Pour tenter de convaincre le gouvernement de tenir l'une de ses principales promesses électorales, abolir la taxe santé, une trentaine de personnes se sont rassemblées devant les bureaux montréalais du Parti québécois, mardi, quelques jours avant le dépôt du budget provincial, prévu le 20 novembre.
«La population a élu Pauline Marois sur la base de ses engagements électoraux. En réanimant la taxe santé, non seulement elle ne tient pas sa promesse, mais en plus, elle se met à dos une bonne partie de ses électeurs», a affirmé Lyse Cloutier, représentante de l'R des centres de femmes du Québec.
Lors de sa campagne électorale, le PQ avait fait la promesse d'éliminer complètement cette contribution qui pesait trop lourd sur les épaules de la majorité des Québécois.
Pour compenser, deux nouveaux paliers d'imposition visant uniquement les citoyens qui disposent d'un revenu supérieur à 130 000 $ devaient être mis en place.
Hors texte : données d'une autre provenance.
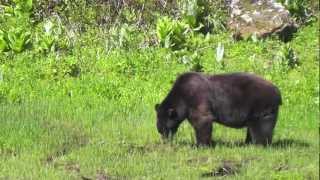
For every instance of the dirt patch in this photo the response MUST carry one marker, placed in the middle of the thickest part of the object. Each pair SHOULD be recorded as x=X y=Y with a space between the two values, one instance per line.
x=198 y=160
x=227 y=168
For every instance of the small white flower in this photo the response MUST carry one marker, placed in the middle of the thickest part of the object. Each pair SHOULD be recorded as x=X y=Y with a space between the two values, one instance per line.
x=47 y=27
x=219 y=52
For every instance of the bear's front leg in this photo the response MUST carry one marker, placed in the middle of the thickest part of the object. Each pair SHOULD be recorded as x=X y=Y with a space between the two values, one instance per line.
x=203 y=134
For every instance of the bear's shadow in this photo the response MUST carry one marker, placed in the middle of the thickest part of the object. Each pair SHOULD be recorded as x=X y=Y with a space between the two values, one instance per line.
x=281 y=143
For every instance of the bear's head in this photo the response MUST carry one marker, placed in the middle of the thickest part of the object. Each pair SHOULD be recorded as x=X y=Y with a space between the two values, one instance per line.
x=168 y=121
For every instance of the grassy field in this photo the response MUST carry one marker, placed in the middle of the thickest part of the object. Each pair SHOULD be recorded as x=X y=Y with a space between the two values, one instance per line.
x=57 y=124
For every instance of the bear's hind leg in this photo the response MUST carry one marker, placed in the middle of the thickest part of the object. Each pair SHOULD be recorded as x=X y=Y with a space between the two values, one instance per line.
x=261 y=131
x=203 y=134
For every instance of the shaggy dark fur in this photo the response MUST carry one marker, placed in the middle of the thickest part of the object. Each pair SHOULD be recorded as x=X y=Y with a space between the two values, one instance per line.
x=235 y=100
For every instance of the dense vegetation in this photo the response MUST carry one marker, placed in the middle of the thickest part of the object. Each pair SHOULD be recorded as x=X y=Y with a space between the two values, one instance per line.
x=79 y=80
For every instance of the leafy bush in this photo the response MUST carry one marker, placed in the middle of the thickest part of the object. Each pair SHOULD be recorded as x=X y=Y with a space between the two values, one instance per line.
x=301 y=9
x=172 y=33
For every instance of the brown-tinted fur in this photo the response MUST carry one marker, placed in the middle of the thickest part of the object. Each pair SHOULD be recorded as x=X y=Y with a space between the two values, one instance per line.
x=235 y=100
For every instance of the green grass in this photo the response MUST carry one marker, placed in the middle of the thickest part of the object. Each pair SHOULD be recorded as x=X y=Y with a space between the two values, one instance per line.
x=102 y=123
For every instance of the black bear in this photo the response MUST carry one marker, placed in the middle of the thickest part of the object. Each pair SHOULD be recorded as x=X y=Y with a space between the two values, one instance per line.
x=235 y=100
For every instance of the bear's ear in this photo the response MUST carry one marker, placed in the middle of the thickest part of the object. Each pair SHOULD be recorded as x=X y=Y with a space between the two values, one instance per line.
x=172 y=113
x=156 y=107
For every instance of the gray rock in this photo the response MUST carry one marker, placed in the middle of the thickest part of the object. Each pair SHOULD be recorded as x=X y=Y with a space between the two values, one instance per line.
x=260 y=18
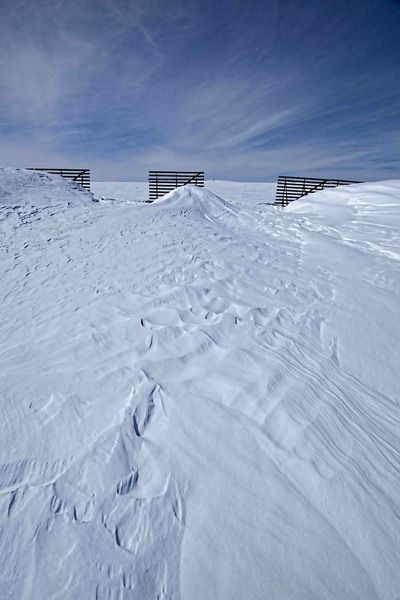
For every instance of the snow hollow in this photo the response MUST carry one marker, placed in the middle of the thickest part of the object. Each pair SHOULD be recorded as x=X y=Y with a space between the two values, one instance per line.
x=200 y=396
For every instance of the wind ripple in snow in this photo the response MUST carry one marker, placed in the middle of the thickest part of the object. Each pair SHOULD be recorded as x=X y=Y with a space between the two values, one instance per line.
x=191 y=409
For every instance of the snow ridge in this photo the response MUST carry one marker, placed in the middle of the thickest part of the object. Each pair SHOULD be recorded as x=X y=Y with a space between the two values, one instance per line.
x=198 y=400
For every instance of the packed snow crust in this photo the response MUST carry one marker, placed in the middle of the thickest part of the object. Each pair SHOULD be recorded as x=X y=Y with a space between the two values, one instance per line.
x=199 y=397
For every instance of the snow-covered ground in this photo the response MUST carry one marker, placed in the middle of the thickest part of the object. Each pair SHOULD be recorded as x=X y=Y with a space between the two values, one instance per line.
x=200 y=396
x=237 y=191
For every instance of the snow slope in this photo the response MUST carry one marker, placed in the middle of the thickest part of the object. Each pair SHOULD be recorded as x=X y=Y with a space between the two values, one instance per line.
x=199 y=397
x=138 y=191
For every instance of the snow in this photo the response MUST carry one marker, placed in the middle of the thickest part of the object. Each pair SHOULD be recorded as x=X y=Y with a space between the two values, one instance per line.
x=199 y=396
x=237 y=191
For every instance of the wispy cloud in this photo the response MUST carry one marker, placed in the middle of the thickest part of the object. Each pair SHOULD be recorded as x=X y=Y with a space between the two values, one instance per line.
x=244 y=90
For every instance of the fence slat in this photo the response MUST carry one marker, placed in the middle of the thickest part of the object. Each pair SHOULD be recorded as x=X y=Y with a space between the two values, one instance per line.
x=292 y=188
x=81 y=176
x=162 y=182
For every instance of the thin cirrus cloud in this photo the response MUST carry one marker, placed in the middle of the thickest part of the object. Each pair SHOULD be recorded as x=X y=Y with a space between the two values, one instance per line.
x=244 y=90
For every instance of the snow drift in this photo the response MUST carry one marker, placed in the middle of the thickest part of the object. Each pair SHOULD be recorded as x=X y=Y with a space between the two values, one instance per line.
x=21 y=187
x=200 y=398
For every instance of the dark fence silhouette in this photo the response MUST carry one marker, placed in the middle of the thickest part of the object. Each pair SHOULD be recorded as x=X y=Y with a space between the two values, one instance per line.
x=81 y=176
x=292 y=188
x=162 y=182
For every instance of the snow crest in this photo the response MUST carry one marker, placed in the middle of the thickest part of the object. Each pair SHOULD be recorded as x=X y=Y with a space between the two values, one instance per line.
x=200 y=397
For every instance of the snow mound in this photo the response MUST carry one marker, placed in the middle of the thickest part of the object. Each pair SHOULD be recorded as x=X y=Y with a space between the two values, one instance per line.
x=21 y=187
x=199 y=398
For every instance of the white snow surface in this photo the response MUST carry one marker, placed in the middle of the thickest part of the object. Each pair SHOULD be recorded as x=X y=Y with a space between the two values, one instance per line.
x=200 y=396
x=131 y=191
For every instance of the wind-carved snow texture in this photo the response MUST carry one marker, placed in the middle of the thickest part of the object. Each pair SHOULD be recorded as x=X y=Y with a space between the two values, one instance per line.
x=199 y=397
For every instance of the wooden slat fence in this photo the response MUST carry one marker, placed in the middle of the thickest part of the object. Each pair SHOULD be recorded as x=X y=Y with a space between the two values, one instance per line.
x=81 y=176
x=162 y=182
x=293 y=188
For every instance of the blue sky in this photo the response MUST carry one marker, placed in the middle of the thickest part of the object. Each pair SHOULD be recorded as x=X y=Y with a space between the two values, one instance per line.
x=244 y=90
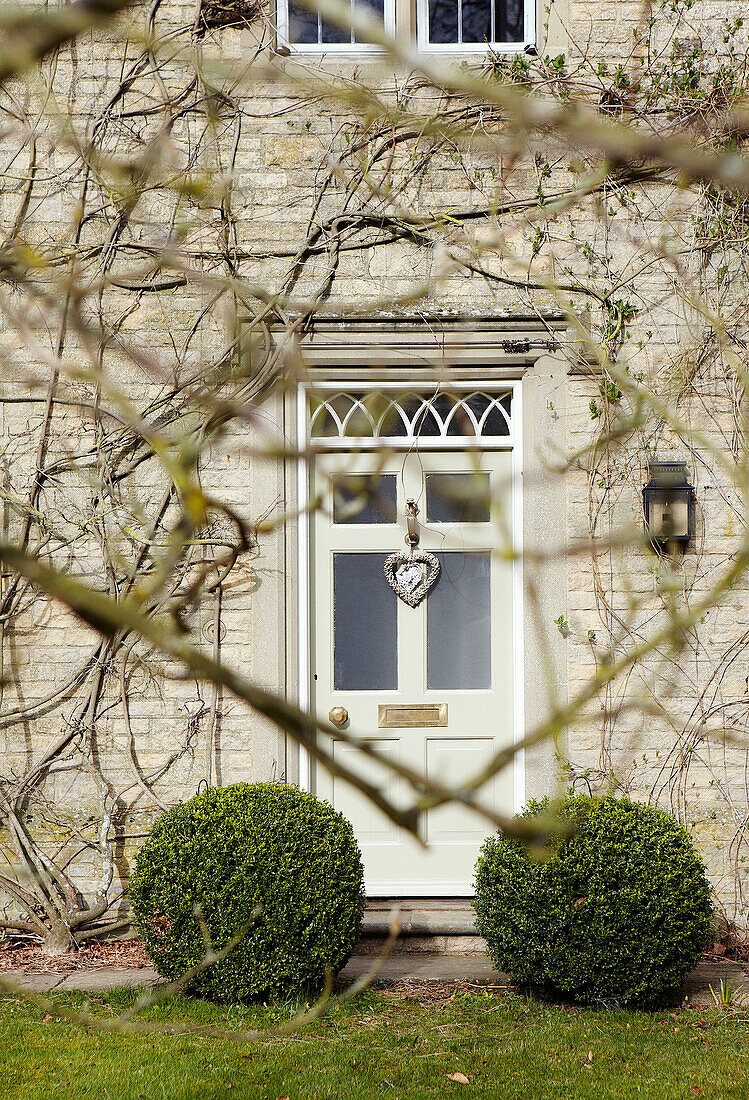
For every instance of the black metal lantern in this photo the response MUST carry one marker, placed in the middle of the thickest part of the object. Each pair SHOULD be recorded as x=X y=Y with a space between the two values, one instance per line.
x=668 y=501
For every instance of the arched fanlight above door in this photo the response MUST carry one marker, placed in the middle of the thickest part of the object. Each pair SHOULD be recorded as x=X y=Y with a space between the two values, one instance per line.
x=449 y=417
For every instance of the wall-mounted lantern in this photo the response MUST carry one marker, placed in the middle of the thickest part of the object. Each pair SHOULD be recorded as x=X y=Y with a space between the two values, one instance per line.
x=668 y=501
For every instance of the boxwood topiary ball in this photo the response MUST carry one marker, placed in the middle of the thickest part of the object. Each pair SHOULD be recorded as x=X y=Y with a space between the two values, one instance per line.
x=616 y=915
x=231 y=849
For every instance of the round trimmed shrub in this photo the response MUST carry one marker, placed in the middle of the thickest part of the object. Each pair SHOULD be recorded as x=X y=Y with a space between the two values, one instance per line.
x=229 y=850
x=616 y=914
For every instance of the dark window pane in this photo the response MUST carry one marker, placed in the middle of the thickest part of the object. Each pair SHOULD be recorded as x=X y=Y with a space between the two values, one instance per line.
x=393 y=424
x=301 y=25
x=476 y=21
x=458 y=498
x=374 y=8
x=331 y=34
x=365 y=499
x=365 y=624
x=426 y=422
x=459 y=635
x=442 y=21
x=508 y=21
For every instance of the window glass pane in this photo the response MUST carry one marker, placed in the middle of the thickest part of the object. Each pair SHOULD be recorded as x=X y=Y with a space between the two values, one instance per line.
x=365 y=498
x=374 y=8
x=331 y=33
x=458 y=498
x=442 y=21
x=459 y=635
x=301 y=24
x=508 y=21
x=365 y=624
x=476 y=21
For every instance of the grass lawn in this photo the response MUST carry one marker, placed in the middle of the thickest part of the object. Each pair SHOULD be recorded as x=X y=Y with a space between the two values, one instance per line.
x=387 y=1043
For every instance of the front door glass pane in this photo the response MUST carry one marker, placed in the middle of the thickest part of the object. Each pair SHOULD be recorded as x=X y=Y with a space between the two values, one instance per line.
x=365 y=498
x=459 y=617
x=458 y=498
x=365 y=624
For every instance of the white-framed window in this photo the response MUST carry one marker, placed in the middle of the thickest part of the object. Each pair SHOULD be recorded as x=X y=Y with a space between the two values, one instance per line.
x=470 y=26
x=304 y=31
x=439 y=26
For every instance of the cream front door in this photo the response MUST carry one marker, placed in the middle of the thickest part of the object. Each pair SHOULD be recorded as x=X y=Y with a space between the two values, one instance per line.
x=429 y=686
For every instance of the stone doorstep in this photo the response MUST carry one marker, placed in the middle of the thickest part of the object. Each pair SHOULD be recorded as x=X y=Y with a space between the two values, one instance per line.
x=420 y=917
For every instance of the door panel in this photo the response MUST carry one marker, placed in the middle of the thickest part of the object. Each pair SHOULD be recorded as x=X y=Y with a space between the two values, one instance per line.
x=454 y=649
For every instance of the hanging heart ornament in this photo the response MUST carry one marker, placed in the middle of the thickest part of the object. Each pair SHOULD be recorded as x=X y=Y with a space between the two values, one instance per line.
x=411 y=575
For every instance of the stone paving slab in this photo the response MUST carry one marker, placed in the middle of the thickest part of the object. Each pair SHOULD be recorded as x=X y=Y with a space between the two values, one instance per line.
x=399 y=968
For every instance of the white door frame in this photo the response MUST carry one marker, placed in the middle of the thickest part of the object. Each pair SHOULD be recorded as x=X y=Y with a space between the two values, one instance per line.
x=513 y=442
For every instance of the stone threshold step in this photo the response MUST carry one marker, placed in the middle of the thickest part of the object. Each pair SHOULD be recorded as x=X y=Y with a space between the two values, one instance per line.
x=420 y=920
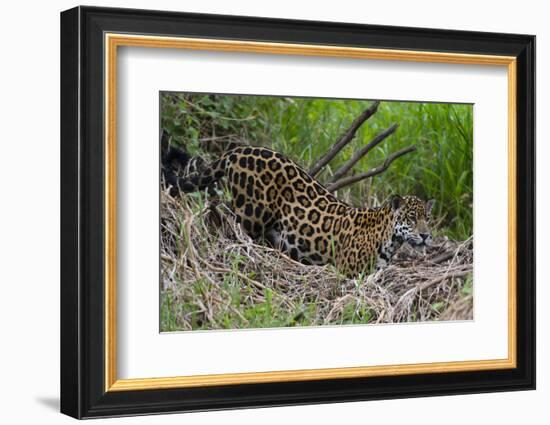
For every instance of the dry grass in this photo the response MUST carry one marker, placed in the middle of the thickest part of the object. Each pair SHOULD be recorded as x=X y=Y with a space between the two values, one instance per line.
x=214 y=276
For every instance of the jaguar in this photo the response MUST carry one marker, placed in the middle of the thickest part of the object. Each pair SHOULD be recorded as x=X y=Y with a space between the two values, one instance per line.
x=274 y=198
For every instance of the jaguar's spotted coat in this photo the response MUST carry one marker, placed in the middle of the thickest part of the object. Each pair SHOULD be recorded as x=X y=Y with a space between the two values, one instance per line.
x=275 y=198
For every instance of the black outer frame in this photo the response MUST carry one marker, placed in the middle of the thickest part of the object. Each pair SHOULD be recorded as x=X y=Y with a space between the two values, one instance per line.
x=82 y=212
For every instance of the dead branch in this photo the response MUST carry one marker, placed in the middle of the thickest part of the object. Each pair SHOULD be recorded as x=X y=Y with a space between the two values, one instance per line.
x=344 y=139
x=346 y=181
x=341 y=172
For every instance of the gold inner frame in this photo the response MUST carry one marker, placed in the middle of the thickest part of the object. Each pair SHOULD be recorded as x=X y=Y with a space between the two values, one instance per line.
x=113 y=41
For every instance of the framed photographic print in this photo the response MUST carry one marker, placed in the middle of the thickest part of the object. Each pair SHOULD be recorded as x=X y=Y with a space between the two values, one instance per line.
x=261 y=212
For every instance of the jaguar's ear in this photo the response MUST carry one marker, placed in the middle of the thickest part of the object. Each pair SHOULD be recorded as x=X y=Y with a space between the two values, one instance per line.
x=395 y=202
x=430 y=205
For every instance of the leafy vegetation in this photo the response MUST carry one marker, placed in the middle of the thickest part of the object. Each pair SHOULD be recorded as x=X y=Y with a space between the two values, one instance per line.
x=305 y=128
x=215 y=277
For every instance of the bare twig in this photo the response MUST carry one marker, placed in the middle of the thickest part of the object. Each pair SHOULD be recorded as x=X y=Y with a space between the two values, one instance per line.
x=341 y=172
x=344 y=139
x=346 y=181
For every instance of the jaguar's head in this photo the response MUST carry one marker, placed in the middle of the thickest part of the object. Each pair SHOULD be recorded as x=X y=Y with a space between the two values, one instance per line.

Le gouvernement péquiste a annoncé qu'il maintiendrait finalement la taxe, en raison de son gouvernement minoritaire, mais qu'il la modulerait. Selon les manifestants, la nouvelle taxe santé demeure injuste et régressive.
«L'opposition n'a pas respecté ses engagements, a toutefois tenu à relativiser Jacques Benoit, coordonnateur de la Coalition solidarité santé, qui estime que Pauline Marois n'est pas la seule à blâmer. Québec solidaire avait promis d'appuyer le gouvernement dans ses propositions qui amélioreraient la vie de la majorité de la population et nous attendons toujours qu'ils appuient nos démarches. De son côté, la Coalition avenir Québec avait aussi dans ses plans d'éliminer la taxe santé et il ne s'est pas opposé à la décision prise par le gouvernement Marois.»
Des sondages menés dernièrement par CROP ont démontré que 70 % des Québécois seraient favorables à l'abolition de la taxe santé.